Go Parallel 2

This is the second part of Go Parallel series (part 1) about parallel programming with Go language. As I promised we will look at parallel divide-and-conquer decomposition and parallel pipelines.

Guess what problem we will parallelize. Right! Fibonacci number computation. There are more efficient ways to calculate Fibonacci numbers, but we will use the simple recursive formula. Because, well, it’s simple.

Let’s first look at the sequential version:


func fib(n uint64) uint64 {
	if n <= 2 {
		return 1
	}
	return fib(n-1) + fib(n-2)
}


You can play with the program here.

I hope it’s pretty self-explanatory. However, there is an interesting thing about this program. It uses data-driven recursion (recursion depth depends on user input), and usually it’s a bad idea because it can cause stack overflow. But Go uses dynamically sized stacks, that is, stack grows and shrinks are necessary. This allows to express such inherently recursive algorithms in the natural form without fear of stack overflows.

Now let’s look at the parallel version:


func fib(n uint64) uint64 {
	if n <= 2 { // terminate recursion
		return 1
	}
	// create a channel for subtask results
	res := make(chan uint64, 2)
	// fork 2 subtasks, they will send results to the res channel
	go func() {
		res <- fib(n - 1)
	}()
	go func() {
		res <- fib(n - 2)
	}()
	return <-res + <-res
}


See it in action here.

Note how we use the channel to join subtasks and collect results at the same time. “<-res + <-res” may look a bit unusual at first. Channel receive operation is an expression, so it can be used inside of more complex expressions.
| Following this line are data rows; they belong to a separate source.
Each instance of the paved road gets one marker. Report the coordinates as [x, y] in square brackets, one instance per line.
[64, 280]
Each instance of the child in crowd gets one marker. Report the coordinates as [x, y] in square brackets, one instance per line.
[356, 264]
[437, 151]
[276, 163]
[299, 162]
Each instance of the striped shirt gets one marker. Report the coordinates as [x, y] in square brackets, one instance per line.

Let’s move on to pipelines. Let’s say we want to implement a “classical” pipeline with serial input stage, parallel transformation stage and serial output stage. For example, we want to read image files from disk, resize them and write the resulting images back to disk. A usual structure for such processing looks as follows:


func main() {
	in := make(chan T1, C1)  // channel for input data
	go func() {
		// Goroutine that generates input data.
		for ... {
			in <- generate()
		}
		// Denote end of input stream by closing the channel.
		// This allows to use the for-range construct below.
		close(in)
	}()
	out := make(chan T2, C2)  // channel for output data
	// Done is an auxiliary channel that we use to track
	// worker goroutine completion.
	done := make(chan bool)
	// Spawn N worker goroutines that do parallel data transformation.
	for p := 0; p < P; p++ {
		go func() {
			// Read elements from the input stream, transform each element
			// and send the result to the output channel.
			for v := range in {
				out <- transform(v)
			}
			// Denote completion of this goroutine.
			done <- true
		}()
	}
	go func() {
		// receive P values from done channel
		for p := 0; p < P; p++ {
			<-done
		}
		// At this point we know that all worker goroutines has completed
		// and no more data is coming, so close the output channel.
		close(out)
	}()
	// Range over the output channel and consume the results.
	for v := range out {
		consume(v)
	}
}


Note that for efficient pipelining channels must be sufficiently buffered to avoid unnecessary idling of goroutines. Once again, Go allows to express this complex interaction of concurrent activities as the straight-line code that you can read from top to bottom.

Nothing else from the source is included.